O sistema traz a mesma raiz de jogos da Infinity Engine; ou seja, se você jogou Baldur’s Gate, Icewind Dale, dentre outros, não vai ter dificuldade de entender o sistema de combate em tempo real com pausa, ou RTWP (Real Time with Pause). As dicas de sempre valem aqui: foque-se nos casters primeiro, mantenha um tank, verifique quais são defesas do inimigo, etc.
A Obsidian entendeu que um encounter em um RPG com um sistema de RTWP não precisa ser claustrofóbico nem profundamente dependente de “trash mobs” (termo aqui usado para definir inimigos que são tão fáceis de serem eliminados que nem mereciam estar no combate). Esses Trash Mobs aparecem ocasionalmente; todavia, a presença deles é pontual e tipicamente tem algum propósito.
Dessa vez há espaço – tanto físico quanto mental – para táticas mais bem desenvolvidas, para saber pontuar quando e como usar aquela magia que você tanto queria usar sem a preocupação de ter de descansar para utilizá-la novamente. Parte disso vem do sistema de Empower. Essa habilidade que pode ser utilizada durante a batalha dá aos personagens maior eficácia de magias, ou restaura a possibilidade de usar habilidades “per rest” (que só são reativáveis após descansar). Por exemplo, aplicar o Empower em um Wizard que não tenha gastado nenhuma magia duplicará a quantidade de projéteis de um Magic Missile – assim elevando a chance de acerto ou a penetração que ele causa no inimigo. Outras magias podem ter a sua duração elevada, ou terem um aumento de área.
O maior triunfo da Obsidian, no entanto, é entender que nem todo mundo tem a bagagem necessária para aprender a minuciosidade das mecânicas em uma ou duas horas.
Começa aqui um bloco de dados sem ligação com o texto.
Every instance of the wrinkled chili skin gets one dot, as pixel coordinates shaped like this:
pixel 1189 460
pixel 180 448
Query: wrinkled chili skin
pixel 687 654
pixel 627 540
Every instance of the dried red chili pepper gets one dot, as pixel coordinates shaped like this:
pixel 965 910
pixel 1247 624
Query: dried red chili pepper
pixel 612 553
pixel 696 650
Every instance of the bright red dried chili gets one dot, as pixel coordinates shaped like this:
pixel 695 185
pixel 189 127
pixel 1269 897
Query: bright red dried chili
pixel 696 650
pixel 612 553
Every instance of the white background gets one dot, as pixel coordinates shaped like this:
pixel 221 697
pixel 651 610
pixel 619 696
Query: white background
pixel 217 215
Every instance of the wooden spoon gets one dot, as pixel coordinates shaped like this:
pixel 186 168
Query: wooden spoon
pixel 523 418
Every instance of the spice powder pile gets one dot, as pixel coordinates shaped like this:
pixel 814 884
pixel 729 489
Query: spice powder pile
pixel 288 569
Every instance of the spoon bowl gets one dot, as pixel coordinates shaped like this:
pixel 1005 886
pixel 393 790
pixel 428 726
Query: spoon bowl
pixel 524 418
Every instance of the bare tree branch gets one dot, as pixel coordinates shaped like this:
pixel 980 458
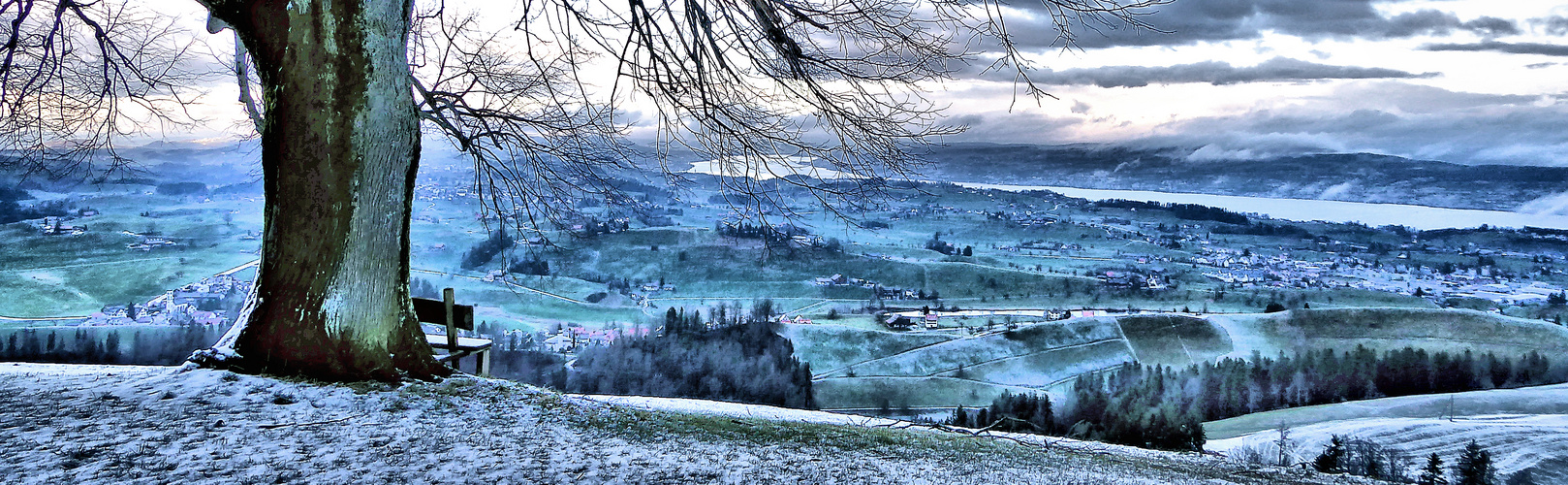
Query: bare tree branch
pixel 76 76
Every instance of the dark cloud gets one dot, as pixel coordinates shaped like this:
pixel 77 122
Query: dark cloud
pixel 1507 48
pixel 1214 73
pixel 1463 127
pixel 1194 20
pixel 1491 27
pixel 1014 127
pixel 1366 116
pixel 1555 25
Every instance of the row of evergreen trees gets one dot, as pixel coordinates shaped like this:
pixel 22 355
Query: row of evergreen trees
pixel 1239 386
pixel 486 250
pixel 1362 457
pixel 1164 408
pixel 143 345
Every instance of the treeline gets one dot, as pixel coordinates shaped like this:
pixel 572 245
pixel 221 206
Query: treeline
pixel 532 266
pixel 1192 212
pixel 1164 408
pixel 486 250
pixel 1123 408
pixel 1236 386
pixel 1019 413
pixel 143 345
pixel 766 233
pixel 1131 408
pixel 1239 386
pixel 10 210
pixel 742 363
pixel 1263 230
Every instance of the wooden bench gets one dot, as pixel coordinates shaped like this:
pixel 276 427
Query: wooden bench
pixel 455 317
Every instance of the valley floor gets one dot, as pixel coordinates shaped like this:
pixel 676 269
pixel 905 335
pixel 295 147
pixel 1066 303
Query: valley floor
pixel 99 424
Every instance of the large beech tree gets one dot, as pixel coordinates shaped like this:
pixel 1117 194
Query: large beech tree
pixel 347 85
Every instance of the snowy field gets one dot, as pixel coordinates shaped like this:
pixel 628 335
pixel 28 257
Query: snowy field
pixel 1534 436
pixel 104 424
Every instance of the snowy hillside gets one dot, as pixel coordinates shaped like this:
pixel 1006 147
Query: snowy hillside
pixel 98 424
pixel 1534 436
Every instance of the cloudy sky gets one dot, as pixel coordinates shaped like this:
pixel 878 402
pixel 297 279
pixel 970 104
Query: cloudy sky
pixel 1460 81
pixel 1456 81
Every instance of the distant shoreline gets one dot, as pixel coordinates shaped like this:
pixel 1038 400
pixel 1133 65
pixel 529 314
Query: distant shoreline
pixel 1370 213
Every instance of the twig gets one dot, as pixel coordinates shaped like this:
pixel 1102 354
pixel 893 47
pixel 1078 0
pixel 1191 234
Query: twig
pixel 287 424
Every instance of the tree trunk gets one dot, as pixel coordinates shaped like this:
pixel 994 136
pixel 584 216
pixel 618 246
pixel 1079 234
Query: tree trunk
pixel 339 154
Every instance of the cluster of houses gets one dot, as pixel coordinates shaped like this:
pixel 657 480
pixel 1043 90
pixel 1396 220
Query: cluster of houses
pixel 1133 279
pixel 1339 271
pixel 147 242
pixel 576 338
pixel 197 300
pixel 57 226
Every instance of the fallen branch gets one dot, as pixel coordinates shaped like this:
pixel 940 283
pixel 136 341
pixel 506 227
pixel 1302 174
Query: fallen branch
pixel 287 424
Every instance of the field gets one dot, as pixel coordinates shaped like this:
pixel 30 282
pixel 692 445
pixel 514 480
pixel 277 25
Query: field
pixel 1047 357
pixel 832 347
pixel 1388 328
pixel 1522 427
pixel 1175 340
pixel 870 393
pixel 860 368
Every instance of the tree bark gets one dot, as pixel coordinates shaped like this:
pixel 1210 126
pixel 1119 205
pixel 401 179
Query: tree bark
pixel 339 154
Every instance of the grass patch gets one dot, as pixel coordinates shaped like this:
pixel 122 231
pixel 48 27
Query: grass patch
pixel 1175 340
pixel 870 393
pixel 946 357
pixel 829 347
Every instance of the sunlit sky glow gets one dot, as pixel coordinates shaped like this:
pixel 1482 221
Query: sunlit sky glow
pixel 1460 81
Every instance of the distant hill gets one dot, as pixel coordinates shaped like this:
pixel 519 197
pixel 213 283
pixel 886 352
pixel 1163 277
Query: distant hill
pixel 1357 178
Assim como a sua estadia em Deadfire, a ameaça e a complexidade é aumentada gradativamente; primeiro você está lutando contra seres aquáticos, aprendendo como a sua classe funciona, qual a percentagem de penetração do seu armamento e como se posicionar em combate. Só na quinta ou sexta hora de jogo que começam a aparecer oponentes com maiores defesas, resistências específicas (ataques de destreza, mente, etc). Junto a isso a Obsidian adiciona (finalmente) um log de combate competente — com detalhes que podem ser acessados com o Shift e que não forçam o jogador a quebrar a cabeça para entender o que no fundo é algo relativamente simples.
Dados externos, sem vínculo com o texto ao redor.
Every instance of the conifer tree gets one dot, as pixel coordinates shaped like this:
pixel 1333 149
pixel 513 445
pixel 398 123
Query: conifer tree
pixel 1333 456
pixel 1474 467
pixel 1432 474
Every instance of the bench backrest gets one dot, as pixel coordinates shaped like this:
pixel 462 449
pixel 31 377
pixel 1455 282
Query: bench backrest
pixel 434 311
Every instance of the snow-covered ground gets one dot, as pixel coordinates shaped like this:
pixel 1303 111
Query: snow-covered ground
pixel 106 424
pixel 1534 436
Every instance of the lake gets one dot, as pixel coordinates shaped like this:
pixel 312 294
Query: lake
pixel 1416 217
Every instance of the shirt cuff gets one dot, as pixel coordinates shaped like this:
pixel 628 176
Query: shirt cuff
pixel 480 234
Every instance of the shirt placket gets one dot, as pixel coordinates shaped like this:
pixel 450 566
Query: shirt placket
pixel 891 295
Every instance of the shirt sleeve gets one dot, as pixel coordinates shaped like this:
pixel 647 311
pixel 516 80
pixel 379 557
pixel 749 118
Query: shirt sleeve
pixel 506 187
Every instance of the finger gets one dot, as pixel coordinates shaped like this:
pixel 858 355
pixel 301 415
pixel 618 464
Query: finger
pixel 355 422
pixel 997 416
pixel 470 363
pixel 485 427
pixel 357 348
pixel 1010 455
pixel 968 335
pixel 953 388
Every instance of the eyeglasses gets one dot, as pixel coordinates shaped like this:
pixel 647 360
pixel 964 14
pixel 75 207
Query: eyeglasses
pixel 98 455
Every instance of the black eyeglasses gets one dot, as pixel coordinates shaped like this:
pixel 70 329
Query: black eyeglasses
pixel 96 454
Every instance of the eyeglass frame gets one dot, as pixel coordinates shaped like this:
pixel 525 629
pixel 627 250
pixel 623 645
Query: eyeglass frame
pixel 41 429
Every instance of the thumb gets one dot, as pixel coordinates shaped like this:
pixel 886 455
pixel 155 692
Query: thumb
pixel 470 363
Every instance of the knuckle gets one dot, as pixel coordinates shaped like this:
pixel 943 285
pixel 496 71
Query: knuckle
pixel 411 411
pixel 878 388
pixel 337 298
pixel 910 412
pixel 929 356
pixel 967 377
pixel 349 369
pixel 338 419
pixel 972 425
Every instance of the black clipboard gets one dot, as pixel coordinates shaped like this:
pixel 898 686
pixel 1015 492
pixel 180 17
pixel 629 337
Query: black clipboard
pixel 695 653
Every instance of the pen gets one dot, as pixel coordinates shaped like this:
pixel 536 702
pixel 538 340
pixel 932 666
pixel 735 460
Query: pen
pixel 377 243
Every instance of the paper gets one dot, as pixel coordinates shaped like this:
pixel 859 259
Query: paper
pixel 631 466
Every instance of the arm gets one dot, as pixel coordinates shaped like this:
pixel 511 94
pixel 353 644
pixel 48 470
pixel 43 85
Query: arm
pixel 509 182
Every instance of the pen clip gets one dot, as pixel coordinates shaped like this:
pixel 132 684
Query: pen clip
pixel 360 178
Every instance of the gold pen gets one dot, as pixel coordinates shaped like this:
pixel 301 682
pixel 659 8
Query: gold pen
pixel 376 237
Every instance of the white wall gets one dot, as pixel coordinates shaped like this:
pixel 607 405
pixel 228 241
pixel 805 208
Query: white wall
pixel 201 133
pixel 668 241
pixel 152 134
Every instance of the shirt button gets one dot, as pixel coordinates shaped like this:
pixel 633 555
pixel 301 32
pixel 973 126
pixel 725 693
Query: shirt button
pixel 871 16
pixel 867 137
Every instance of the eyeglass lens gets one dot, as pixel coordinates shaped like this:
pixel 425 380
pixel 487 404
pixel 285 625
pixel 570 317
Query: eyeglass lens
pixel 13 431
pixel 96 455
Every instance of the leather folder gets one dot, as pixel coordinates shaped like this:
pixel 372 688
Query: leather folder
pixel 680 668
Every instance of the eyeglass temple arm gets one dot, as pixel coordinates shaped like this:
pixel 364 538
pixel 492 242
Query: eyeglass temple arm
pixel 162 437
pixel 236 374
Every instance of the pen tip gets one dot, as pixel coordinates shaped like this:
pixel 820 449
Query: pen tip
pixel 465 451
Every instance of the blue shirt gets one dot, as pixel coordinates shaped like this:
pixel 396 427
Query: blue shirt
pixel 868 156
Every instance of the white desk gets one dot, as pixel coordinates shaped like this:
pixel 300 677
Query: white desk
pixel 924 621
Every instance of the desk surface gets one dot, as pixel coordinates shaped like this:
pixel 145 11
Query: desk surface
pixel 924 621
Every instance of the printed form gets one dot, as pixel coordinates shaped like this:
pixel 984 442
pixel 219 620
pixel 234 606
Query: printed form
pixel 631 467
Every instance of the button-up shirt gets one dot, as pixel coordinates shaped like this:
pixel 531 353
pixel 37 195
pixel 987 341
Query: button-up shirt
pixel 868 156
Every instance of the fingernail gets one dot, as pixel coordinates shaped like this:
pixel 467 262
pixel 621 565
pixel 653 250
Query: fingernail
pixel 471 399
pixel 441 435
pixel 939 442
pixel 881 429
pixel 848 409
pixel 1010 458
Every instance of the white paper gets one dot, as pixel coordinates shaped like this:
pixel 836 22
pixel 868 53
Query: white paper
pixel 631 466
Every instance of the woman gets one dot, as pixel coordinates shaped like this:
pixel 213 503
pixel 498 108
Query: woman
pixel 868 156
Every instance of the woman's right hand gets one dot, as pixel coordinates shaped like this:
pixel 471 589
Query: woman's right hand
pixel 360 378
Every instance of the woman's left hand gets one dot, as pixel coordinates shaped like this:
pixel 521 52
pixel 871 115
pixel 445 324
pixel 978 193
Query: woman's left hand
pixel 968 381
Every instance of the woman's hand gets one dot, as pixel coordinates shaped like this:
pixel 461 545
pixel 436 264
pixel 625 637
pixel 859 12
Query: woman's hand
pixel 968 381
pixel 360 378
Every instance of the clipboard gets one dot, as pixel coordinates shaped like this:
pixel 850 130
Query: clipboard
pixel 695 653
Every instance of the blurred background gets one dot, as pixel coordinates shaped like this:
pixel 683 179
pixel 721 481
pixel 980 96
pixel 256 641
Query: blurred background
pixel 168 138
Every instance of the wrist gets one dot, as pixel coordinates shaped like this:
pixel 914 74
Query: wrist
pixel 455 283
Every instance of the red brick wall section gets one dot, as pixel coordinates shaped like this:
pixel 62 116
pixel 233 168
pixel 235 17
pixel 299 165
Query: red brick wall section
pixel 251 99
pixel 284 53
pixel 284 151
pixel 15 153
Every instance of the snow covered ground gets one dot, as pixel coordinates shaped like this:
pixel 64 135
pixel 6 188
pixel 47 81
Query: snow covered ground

Simplicidade não vem apenas em questão de compreensão, mas de controle, aqui vista pelo fantástico sistema de personalização de ações da IA — que era consideravelmente limitado no seu antecessor. Aplicando um sistema como os dos Gambits de Final Fantasy XII, todas as ações da IA podem ser personalizadas para serem usadas em pontos específicos do combate. E, acredite, o sistema é complexo e demorado para ser ajustado; as opções vão do simples uso de uma poção de cura até a percentagem de vida que um outro personagem da sua party deve estar para que uma magia de cura seja ativada. Recomendo, porém, que o faça especialmente em dificuldades mais altas pois as configurações padrões oferecidas pela Obsidian (agressivo ou cauteloso) são situadas em extremos: ou o personagem gasta todas as magias de cura nos primeiros minutos do combate, ou ele só vai usar na pior das situações – isso se um inimigo não interromper o cast, entre tantas outras variáveis.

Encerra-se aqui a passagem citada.